|Supportive family relationship can help youth with asthma. [Tuchong]|
Positive family relationships might help youth to better manage asthma even in the face of difficult neighborhood conditions, according to a study posted on the website of Northwestern University (NU).
Using Google Street View, the researchers took a virtual walk through each of the research participant's Chicago neighborhoods, and code for indicators of neighborhood danger or disorder, including evidence of graffiti, rundown or abandoned cars, bars or grates on windows and doors, and abandoned or boarded-up homes. That gave them a more objective indicator of the level of neighborhood danger and disorder that a participant is likely experiencing on a daily basis as they walk to places from their home.
They then interviewed children about their family relationships and coded the amount of support, trust and conflict that was present, and measured a variety of asthma outcomes — clinical, behavioral and biological — in these children.

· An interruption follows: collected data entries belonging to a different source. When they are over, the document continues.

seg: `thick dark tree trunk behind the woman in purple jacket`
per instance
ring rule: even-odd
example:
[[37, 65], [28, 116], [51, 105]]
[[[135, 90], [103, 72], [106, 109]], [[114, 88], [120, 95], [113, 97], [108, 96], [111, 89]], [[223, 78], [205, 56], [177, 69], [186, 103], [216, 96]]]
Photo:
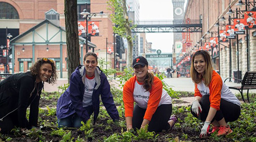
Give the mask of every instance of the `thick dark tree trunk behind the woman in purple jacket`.
[[65, 0], [65, 26], [68, 54], [68, 81], [72, 72], [80, 64], [78, 38], [77, 0]]

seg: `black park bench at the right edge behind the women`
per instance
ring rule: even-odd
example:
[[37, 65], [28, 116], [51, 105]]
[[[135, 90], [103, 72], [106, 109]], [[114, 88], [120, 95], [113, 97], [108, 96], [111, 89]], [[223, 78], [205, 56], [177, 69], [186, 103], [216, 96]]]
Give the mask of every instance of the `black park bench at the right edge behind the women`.
[[[233, 77], [228, 77], [225, 79], [225, 81], [228, 80], [229, 78], [233, 78]], [[242, 99], [244, 102], [245, 102], [245, 99], [243, 96], [243, 90], [247, 90], [247, 100], [248, 100], [248, 102], [250, 102], [249, 90], [256, 89], [256, 71], [247, 71], [242, 80], [238, 80], [237, 78], [233, 78], [233, 79], [240, 82], [241, 86], [234, 86], [234, 87], [229, 87], [229, 88], [238, 90], [241, 93], [241, 96], [242, 96]], [[224, 81], [224, 83], [225, 83], [225, 81]]]

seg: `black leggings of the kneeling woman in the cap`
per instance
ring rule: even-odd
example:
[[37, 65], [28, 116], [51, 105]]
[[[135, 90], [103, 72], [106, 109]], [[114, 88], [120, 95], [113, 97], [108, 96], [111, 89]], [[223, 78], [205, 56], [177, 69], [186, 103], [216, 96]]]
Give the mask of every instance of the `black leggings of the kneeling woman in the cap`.
[[[133, 109], [132, 128], [141, 128], [141, 124], [145, 115], [146, 109], [141, 108], [139, 105], [135, 105]], [[157, 107], [156, 112], [152, 116], [151, 121], [148, 124], [149, 132], [161, 132], [162, 130], [169, 130], [170, 124], [168, 120], [172, 114], [172, 104], [162, 104]]]

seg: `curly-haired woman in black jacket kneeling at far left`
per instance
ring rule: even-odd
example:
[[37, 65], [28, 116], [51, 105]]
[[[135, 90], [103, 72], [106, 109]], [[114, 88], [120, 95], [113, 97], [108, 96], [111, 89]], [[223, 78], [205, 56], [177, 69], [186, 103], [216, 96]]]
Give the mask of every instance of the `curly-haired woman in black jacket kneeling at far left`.
[[[0, 133], [14, 127], [24, 132], [37, 127], [38, 108], [44, 82], [56, 82], [56, 67], [51, 59], [41, 58], [25, 73], [17, 73], [0, 82]], [[29, 121], [26, 109], [30, 105]]]

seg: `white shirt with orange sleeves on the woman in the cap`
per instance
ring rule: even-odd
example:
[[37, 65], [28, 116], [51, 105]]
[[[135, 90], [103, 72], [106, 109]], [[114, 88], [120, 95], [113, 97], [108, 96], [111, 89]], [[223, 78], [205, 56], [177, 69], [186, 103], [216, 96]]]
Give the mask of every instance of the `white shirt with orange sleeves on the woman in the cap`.
[[131, 77], [124, 85], [123, 100], [125, 105], [125, 117], [133, 116], [134, 102], [146, 109], [144, 119], [151, 120], [156, 109], [161, 104], [172, 104], [172, 98], [162, 88], [162, 81], [154, 77], [152, 89], [146, 91], [143, 83], [139, 83], [136, 76]]

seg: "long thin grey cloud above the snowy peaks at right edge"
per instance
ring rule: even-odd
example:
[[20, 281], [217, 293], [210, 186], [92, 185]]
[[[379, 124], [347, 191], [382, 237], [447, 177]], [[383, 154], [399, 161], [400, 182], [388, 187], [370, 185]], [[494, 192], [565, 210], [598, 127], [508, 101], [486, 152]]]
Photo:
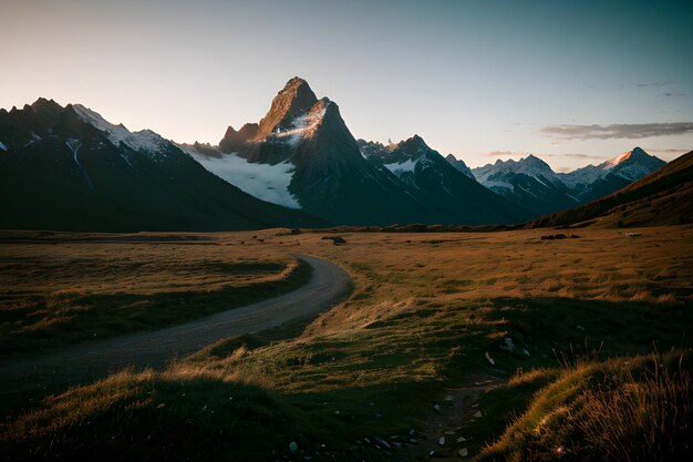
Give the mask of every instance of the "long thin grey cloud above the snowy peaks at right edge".
[[539, 133], [568, 140], [647, 138], [681, 135], [693, 132], [693, 122], [613, 124], [613, 125], [550, 125]]

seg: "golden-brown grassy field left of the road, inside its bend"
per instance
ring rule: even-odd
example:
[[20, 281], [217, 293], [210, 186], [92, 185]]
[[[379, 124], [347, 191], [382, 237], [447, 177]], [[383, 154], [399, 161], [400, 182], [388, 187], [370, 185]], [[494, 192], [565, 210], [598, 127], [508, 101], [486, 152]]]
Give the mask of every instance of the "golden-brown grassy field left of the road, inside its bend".
[[269, 247], [200, 235], [53, 235], [0, 244], [0, 358], [156, 329], [302, 285]]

"We found significant interactions between neighborhood conditions and family relationship quality predicting clinical asthma outcomes," said Edith Chen, professor of psychology in the Weinberg College of Arts and Sciences at NU and lead author of the study. "When children lived in neighborhoods that were high in danger and disorder, the better their family relationships, the fewer symptoms and activity limitations they had, and the better their pulmonary function."
In contrast, when children lived in neighborhoods that were lower in danger and disorder, their symptoms, activity limitations and pulmonary function were generally good, and the nature of their family relationships didn't really matter.
The research is important to the field of pediatrics because families often don't have options for moving out of neighborhoods that are challenging.
"If pediatricians can provide suggestions to families about how supportive relationships can help with managing their child's asthma, while at the same time still acknowledging the realities of the ongoing neighborhood difficulties that many of these families face, this might help families," Chen said.
The study was published in the journal Pediatrics on Thursday.